2) Manage A Voluntary Resignation (If Available)
Where the relationship is cooperative, a written resignation is faster and less disruptive. Obtain a signed resignation letter stating the effective date and whether the director also resigns from any employment or officer roles (e.g. company secretary).
Consider whether you also need a tailored exit deed (for confidentiality, return of property, releases, restraints, and post‑termination obligations). For more complex exits, a formal settlement can be documented through a deed and executed in line with section 127 signing requirements.
3) If Removal Is Needed, Prepare The Resolution And Call The Right Meeting
- Board meeting: Often you’ll start with a board meeting to record the intention to seek removal and to convene a members’ meeting. Use a clear board minute or a Directors Resolution to document the decision.
- Members’ meeting (proprietary companies): Follow your constitution’s rules for notice, quorum and voting. The standard is an ordinary resolution unless your constitution says otherwise.
- Members’ meeting (public companies): Comply with section 203D notice periods, the director’s rights to make representations, and meeting procedure.
Keep your process fair and well-documented. If there are allegations of misconduct, give the director an opportunity to respond and record your reasoning.
4) Pass The Resolution And Record It Properly
At the meeting, pass the removal resolution in accordance with your constitution and the Corporations Act, and ensure accurate minutes are kept.
If you are appointing a replacement director, confirm eligibility, obtain consent to act, and record their appointment in the same meeting if your constitution allows.

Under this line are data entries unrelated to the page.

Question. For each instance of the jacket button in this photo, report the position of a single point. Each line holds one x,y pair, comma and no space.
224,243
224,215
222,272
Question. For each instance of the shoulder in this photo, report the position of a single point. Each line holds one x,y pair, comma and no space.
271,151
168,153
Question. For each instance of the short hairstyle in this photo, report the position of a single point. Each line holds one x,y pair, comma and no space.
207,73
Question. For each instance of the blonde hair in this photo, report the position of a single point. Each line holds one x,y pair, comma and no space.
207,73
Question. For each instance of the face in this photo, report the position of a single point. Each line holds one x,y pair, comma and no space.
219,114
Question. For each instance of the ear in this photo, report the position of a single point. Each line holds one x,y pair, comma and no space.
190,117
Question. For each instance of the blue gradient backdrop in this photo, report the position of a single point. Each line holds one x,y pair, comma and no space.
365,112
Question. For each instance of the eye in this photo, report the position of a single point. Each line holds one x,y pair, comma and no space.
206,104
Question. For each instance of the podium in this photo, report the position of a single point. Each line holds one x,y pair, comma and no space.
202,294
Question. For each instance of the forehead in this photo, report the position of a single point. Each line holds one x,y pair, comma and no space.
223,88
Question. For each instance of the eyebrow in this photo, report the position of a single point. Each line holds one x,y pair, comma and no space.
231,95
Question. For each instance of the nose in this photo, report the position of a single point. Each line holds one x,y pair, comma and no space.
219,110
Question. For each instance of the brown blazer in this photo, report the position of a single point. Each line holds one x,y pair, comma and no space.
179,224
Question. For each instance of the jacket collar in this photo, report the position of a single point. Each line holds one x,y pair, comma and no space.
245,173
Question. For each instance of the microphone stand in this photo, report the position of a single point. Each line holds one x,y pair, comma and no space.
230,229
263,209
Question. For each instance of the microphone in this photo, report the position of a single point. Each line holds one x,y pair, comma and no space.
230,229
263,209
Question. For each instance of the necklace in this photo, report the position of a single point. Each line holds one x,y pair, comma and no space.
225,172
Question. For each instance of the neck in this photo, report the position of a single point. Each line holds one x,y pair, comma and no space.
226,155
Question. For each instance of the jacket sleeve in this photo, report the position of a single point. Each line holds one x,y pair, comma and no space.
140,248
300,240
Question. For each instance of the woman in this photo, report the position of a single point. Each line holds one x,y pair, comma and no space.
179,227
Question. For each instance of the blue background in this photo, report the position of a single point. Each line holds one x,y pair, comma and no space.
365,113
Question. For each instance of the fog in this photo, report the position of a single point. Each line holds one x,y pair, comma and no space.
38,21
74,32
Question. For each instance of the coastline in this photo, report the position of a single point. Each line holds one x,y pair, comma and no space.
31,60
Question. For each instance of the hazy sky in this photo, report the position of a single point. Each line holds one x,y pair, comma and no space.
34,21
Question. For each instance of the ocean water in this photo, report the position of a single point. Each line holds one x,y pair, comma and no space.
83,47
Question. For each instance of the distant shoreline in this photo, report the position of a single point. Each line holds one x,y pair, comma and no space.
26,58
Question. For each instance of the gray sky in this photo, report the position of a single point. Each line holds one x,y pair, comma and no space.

5) File Changes With ASIC And Update Registers
- ASIC notification: Lodge the relevant change to officeholders within 28 days. Many companies still refer to this as lodging a Form 484 - you can follow this practical guide on ASIC Form 484 to understand what’s required and how to file changes.
- Company records: Update the register of directors and secretaries, your minute book, and any internal delegations or banking mandates.

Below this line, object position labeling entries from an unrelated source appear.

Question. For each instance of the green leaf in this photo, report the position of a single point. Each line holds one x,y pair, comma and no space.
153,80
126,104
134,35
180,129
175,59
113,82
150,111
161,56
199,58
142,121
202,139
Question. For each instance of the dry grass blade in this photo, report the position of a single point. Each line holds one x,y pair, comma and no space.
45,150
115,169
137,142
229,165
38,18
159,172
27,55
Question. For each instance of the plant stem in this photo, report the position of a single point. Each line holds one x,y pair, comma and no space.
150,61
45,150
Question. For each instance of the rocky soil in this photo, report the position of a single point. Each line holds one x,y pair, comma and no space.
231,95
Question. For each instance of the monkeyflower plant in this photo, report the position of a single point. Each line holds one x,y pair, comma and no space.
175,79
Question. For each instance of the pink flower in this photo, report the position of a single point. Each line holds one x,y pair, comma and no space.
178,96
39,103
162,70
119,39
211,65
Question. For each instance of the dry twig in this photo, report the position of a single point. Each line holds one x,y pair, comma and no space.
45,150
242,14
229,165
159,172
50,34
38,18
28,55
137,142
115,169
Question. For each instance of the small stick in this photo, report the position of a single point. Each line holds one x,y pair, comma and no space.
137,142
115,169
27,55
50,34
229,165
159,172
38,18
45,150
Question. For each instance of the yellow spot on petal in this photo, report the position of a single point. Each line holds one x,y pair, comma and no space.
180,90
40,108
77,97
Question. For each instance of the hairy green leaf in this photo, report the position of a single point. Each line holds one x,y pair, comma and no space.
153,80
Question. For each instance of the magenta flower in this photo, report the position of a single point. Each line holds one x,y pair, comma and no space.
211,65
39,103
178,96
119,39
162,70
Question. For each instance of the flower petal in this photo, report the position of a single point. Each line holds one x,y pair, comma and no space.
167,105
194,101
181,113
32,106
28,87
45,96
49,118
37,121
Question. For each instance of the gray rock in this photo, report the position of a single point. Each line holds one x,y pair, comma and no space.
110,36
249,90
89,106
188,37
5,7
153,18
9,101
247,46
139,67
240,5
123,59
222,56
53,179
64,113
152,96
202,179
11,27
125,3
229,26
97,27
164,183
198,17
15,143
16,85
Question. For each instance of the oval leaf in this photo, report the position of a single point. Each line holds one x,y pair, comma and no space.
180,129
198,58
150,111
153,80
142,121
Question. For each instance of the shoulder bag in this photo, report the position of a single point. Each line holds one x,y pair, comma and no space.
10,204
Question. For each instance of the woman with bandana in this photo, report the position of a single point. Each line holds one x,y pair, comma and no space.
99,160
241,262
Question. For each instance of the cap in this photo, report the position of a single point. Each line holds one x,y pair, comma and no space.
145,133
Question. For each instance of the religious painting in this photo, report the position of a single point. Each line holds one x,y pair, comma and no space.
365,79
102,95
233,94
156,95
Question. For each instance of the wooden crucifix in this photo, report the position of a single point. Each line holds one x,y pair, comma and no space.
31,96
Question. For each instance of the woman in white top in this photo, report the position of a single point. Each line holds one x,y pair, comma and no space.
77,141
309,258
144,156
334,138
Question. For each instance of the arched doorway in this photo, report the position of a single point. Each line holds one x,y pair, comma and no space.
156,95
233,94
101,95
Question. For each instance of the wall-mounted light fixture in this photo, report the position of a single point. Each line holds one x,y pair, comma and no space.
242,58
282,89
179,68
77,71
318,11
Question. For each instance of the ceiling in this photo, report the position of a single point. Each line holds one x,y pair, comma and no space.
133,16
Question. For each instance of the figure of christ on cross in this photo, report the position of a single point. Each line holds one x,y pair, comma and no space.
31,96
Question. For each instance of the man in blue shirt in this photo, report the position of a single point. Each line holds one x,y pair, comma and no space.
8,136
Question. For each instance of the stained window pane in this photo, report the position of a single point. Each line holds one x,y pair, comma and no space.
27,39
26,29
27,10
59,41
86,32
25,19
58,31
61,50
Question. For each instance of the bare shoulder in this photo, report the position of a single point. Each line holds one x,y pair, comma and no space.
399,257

- External stakeholders: Notify banks, insurers, lessors, key suppliers and other stakeholders to prevent unauthorised access or commitments.
6) Protect The Business During Handover
- Access and assets: Revoke system access, recover devices and keys, and confirm return of confidential information.
- D&O and indemnities: Review any Deed of Access & Indemnity or insurance arrangements so you understand what continues post‑exit and what doesn’t.
- Communications: Prepare a simple internal and external announcement to avoid rumours and protect stakeholder confidence.
Special Situations And Common Issues
Director exits are rarely identical. Here are the scenarios we see most often - and how to handle them.
The Director Is Also A Shareholder
Removing someone from the board does not automatically force them to sell their shares. Share ownership and board roles are separate. If a buy‑back or transfer is contemplated, check your constitution and Shareholders Agreement for pre‑emptive rights, valuation mechanisms, and transfer restrictions. For a broader overview of ownership changes, this guide on removing a shareholder explains the usual pathways and documents.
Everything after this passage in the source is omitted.